Whereupon Susie Prescott lifted up her pretty voice again and her hazel wand baton at the same moment, and started the chorus with the verse: "We have been rambling all this night, And almost all this day; And now returning back again, We bring you in the May!"

And thus carolling, they passed through the garden moving meadow- wards, Walden at the head of the procession,--and Baby Hippolyta seated on his shoulder, was so elated with the gladsome sights and sounds, that she clasped her chubby arms round 'Passon's' neck and kissed him with a fervour that was as fresh and delightful as it was irresistibly comic.

Bainton, making his way along the southern wall of the orchard, to take a 'glance round' as he termed it, at the condition of the wall fruit-trees before his master joined him on the usual morning tour of inspection, stopped and drew aside to watch the merry procession winding along under the brown stems dotted with thousands of red buds splitting into pink-and-white bloom; and a slow smile moved the furrows of his face upward in various pleasant lines as he saw the 'Passon' leading it with a light step, carrying the laughing 'Ipsie' on his shoulder, and now and again joining in the 'Mayers' Song' with a mellow baritone voice that warmed and sustained the whole chorus.

"There 'e goes!" he said half aloud--"Jes' like a boy!--for all the wurrld like a boy! I reckon 'e's got the secret o' never growin' old, for all that 'is 'air's turnin' a bit grey. 'Ow many passons in this 'ere neighbrood would carry the children like that, I wonder? Not one on 'em!--though there's a many to pick an' choose from--a darned sight too many if you axes my opinion! Old Putty Leveson, wi's bobbin' an' 'is bowin's to the east--hor!--hor!--hor!--a fine east 'e's got in 'is mouldy preachin' barn, wi' a whitewashed wall an' a dirty bit o' tinsel fixed up agin it--he wouldn't touch a child o' ourn, to save 'is life--though 'e's got three or four mean, lyin' pryin' brats of 'is own runnin' wild about the place as might jest as well 'ave never been born. And as for Francis Anthony, the 'igh pontiff o' Riversford, wi's big altar-cloak embrided for 'im by all the poor skinny spinsters wot ain't never 'ad no chance to marry--'e'd see all the children blowed to bits under the walls of Jericho to the sound o' the trumpets afore 'e'd touch 'em! Talk o' saints!--I'm not very good at unnerstannin' that kind o' folk, not seein' myself 'owever a saint could manage to get on in this mortal wurrld; but I reckon to think there's a tollable imitation o' the real article in Passon Walden--the jolly sort o' saint, o' coorse,-- not the prayin', whinin', snuffin' kind. 'E's been doin' nothin' but good ever since 'e came 'ere, which m'appen partly from 'is not bein' married.

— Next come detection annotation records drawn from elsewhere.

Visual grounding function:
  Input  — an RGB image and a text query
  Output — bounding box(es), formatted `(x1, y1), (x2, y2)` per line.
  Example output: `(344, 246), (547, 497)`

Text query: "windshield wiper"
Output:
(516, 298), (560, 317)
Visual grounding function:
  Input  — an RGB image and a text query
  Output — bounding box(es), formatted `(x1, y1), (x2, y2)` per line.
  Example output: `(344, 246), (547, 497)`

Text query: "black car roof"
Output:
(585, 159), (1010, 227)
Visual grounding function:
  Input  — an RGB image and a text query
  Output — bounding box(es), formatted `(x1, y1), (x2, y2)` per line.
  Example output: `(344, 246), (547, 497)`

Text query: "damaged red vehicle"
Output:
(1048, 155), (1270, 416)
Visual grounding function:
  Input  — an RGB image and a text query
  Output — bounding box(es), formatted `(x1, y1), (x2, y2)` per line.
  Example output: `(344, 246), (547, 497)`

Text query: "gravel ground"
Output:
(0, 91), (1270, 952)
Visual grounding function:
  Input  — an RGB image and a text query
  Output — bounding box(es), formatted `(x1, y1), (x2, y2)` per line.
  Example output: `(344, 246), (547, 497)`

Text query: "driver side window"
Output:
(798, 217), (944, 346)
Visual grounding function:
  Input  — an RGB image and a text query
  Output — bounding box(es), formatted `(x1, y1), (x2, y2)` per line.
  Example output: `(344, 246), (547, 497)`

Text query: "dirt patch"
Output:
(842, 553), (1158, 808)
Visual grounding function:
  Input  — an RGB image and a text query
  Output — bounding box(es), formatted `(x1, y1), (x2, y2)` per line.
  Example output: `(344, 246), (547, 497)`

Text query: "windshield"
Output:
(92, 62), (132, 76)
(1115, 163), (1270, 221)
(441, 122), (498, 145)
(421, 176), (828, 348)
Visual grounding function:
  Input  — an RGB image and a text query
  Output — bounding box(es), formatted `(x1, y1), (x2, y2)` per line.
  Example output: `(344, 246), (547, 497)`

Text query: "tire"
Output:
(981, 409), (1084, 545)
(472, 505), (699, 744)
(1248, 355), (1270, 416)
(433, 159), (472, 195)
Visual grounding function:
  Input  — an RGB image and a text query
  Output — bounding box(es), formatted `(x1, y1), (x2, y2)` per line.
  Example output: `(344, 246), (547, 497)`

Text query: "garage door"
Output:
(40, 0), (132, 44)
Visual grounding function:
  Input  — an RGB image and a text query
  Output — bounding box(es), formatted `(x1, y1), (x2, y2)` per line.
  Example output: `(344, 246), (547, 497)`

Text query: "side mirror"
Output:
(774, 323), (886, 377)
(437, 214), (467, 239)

If 'e'd gotten a wife, the place would a' been awsome different. Not but wot 'e ain't a bit cranky over 'is, flowers 'isself. But I'd rather 'ave 'im fussin' round than a petticut arter me. A petticut at 'ome's enough, an' I ain't complainin' on it, though it's a bit breezy sometimes,--but a petticut in the gard'nin' line would drive me main wild--it would reely now!"